To Whit* Twitter

I was at WordCamp earlier this year, the annual weekend event for WordPress users that happened to be in Manchester this year. There had been a coffee break and I wa sitting in the lecture theatre waiting for the next session to begin.

The presenter was chatting to one or two people and tapping on his MacBook at the same time and as it was connected to the projector, you could see what he was doing. He was tweeting.

“Starting in room one in a few minutes” read the message. There might have been the odd # or @, I can’t recall because I’d turned my head to the double doors to my right where I could see the people his tweet was aimed at, gossiping away with papercard coffee cups.

This is the white heat of communication technology, I thought. Just a few years earlier, he would have had to walk five yards and shout, “Oi you lot! I’m ready to start.”

My question is: what is the point of Twitter? There are 175 million users worldwide according to Wikipedia, so how come I’ve never met one?

I assumed there must be a purpose and created a Shooting Parrots account, but have tweeted exactly seven times. What are you supposed to say?

“Mrs P’s just arrived home”, “What shall I do this weekend” and  “ideas welcome”. Utterly banal and I didn’t bother again.

But apparently, banality is what Twitter is all about. According to a survey carried out last year, 40% of tweets are pointless babble and a further 38% are conversational of the what I’m eating for lunch variety.

It seems to me that Twitter only really has two purposes — for celebrity self-promotion and as gossip fodder for the media. It comes as no surprise then that the people promoting it as a great idea are celebrities and the media.

And as I said earlier, I don’t know anyone who uses it and I have asked. My kids think it is a complete waste of time and prefer texting, while older friends are quite happy with Facebook.

Are you one of the 175 million? Perhaps you could answer the big question about Twitter. Why?

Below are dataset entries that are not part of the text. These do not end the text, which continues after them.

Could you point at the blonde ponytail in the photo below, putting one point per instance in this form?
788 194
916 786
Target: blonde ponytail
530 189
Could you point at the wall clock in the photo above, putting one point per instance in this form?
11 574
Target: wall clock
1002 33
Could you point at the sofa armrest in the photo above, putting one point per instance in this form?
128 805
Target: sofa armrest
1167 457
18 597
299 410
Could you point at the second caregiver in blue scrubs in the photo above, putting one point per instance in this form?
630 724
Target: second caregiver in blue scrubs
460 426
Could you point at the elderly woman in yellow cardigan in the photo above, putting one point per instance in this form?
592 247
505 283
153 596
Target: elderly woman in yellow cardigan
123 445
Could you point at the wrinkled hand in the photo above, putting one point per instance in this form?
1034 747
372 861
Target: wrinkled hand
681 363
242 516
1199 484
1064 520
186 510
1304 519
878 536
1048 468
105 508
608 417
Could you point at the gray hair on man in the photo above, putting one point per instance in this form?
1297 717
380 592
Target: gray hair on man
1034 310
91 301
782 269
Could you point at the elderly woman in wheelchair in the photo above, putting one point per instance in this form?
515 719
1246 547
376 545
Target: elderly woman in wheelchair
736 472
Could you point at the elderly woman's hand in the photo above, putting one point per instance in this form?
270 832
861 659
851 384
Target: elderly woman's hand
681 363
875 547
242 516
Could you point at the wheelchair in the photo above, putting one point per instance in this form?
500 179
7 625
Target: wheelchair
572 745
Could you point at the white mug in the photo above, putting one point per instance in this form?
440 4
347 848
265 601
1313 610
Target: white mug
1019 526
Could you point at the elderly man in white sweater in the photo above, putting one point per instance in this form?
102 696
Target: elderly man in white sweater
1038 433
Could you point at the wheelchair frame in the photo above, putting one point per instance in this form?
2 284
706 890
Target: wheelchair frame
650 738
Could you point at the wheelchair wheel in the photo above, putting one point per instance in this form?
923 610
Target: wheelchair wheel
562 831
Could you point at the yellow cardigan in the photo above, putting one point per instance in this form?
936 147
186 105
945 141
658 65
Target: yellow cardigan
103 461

* a tiny or scarcely detectable amount

Nobody’s prefect. If you find any spelling mistakes or other errors in this post, please let me know by highlighting the text and pressing Ctrl+Enter.

2 comments… Add yours
  • Yorkshire Pudding 6th November 2010

    I am proud to remind you that I don’t have a mobile phone so couldn’t “tweet” if I wanted to. What I have heard about Twitter is uninspiring as far as I am concerned. I prefer this blogging lark – even though it does bring me into contact with Mancunians.

  • Mr Parrot 8th November 2010

    And I’m also proud not to own a mobile either, but you don’t need one to tweet. Apparently. Blogging is definitelt better though.